Improving demand forecasting and putting additional requirements out to tender
Public authorities have only very limited scope to predict where healthcare needs will arise in the future. The current system of coordination between planning authorities and hospitals can also lead to disadvantages for patients if it restricts competition and eliminates alternative options. Healthcare needs can be met more effectively if hospitals are empowered to adapt their services independently to meet those needs. Planning tasks, by contrast, should focus on ensuring comprehensive healthcare provision across the board. Rather than pre-planning the full range of healthcare provision, the federal states should specify minimum care requirements more clearly by setting a guarantee threshold. In the event that this threshold is not met, planning authorities should be given the option to put additional requirements out to tender up to the calculated guarantee threshold.
Reorganise funding, implement guarantee surcharges correctly
Hospitals are currently funded primarily through flat-rate payments per case, which are paid by health insurance funds, and to a lesser extent through investment funds from the federal states. The flat-rate payment system lacks transparency and is not consistently structured. At the same time, it is not possible to provide targeted support to those hospitals that offer the care services required to meet local needs. This is why so-called ‘provision surcharges’ need to be introduced as a new funding instrument. These surcharges should be specifically designed to finance the provision of care to meet local needs and must therefore be adaptable by the federal states to reflect local requirements. By contrast, the flat-rate per-case system should be further developed in future by a scientific advisory board. Overall, this should ensure that funding is allocated in a more targeted manner whilst remaining compatible with competition.
Improving transparency regarding hospital quality
When choosing a hospital, patients are effectively deciding on their preferred standard of care. To ensure that these decisions lead to improved quality, more information on quality should be made available. Health insurance providers should therefore be obliged to advise insured persons on the selection of a hospital. To this end, they could in future analyse their own data more frequently. In addition, quality information is also available from the central quality assurance scheme, in which hospitals are legally required to participate. To date, however, hospitals have had a say – via the Joint Federal Committee – in shaping their own quality control procedures. It is therefore recommended that the Federal Minister for Health also commission independent expert reports on the further development of quality assurance.

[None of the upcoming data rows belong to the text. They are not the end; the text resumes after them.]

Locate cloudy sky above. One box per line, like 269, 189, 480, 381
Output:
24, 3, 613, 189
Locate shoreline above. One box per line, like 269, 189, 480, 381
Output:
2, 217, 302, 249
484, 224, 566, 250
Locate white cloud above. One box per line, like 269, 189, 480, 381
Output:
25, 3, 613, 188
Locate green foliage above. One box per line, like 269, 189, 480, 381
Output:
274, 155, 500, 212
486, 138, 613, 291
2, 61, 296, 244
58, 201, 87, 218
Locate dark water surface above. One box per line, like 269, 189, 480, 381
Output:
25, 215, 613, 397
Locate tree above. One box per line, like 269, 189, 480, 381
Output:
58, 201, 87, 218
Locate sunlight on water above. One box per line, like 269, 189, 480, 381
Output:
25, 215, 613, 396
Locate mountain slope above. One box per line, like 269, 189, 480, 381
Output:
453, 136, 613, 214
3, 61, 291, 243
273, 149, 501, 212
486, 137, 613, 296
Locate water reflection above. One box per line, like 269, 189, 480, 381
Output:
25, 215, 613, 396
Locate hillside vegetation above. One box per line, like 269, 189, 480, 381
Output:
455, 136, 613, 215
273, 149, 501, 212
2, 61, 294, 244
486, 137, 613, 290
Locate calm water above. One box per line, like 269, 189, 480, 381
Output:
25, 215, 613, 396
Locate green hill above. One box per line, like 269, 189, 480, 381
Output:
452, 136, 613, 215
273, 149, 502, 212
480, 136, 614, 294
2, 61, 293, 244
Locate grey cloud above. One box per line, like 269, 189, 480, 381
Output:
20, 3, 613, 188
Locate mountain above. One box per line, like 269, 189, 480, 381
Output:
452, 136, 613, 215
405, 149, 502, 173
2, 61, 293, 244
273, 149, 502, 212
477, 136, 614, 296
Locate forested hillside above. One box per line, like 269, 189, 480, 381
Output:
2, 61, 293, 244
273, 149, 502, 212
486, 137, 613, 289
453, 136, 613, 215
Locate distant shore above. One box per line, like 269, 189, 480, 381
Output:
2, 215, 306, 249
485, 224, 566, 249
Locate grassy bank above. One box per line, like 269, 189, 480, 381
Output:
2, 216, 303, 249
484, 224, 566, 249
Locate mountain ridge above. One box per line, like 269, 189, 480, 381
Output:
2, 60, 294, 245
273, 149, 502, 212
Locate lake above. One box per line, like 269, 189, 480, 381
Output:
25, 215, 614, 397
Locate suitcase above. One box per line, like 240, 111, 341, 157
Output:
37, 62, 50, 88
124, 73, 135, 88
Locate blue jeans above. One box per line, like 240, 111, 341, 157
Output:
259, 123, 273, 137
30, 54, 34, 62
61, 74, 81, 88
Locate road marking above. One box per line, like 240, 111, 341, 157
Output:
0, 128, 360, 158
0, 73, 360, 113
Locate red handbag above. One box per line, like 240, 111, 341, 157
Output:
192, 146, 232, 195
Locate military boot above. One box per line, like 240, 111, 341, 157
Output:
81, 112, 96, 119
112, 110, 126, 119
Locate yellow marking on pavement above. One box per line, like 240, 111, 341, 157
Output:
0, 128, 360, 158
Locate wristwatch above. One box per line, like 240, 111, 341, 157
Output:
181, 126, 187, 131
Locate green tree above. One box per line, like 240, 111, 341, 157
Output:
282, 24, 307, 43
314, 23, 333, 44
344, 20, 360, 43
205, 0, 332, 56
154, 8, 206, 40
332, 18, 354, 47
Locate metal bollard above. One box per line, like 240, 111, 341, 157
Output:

Utilising service group concepts in hospital planning
Planning authorities, too, are obliged to carry out their own quality assurance. However, many state authorities lack both the necessary staffing and quality assurance concepts that are compatible with competition. Today, care-level concepts play an important role, but they have the disadvantage of restricting competition on quality. The approach now being applied for the first time in North Rhine-Westphalia – planning based on so-called service groups – would be preferable. When applied appropriately, this approach gives hospitals greater scope to adapt their services to meet demand in a competitive environment.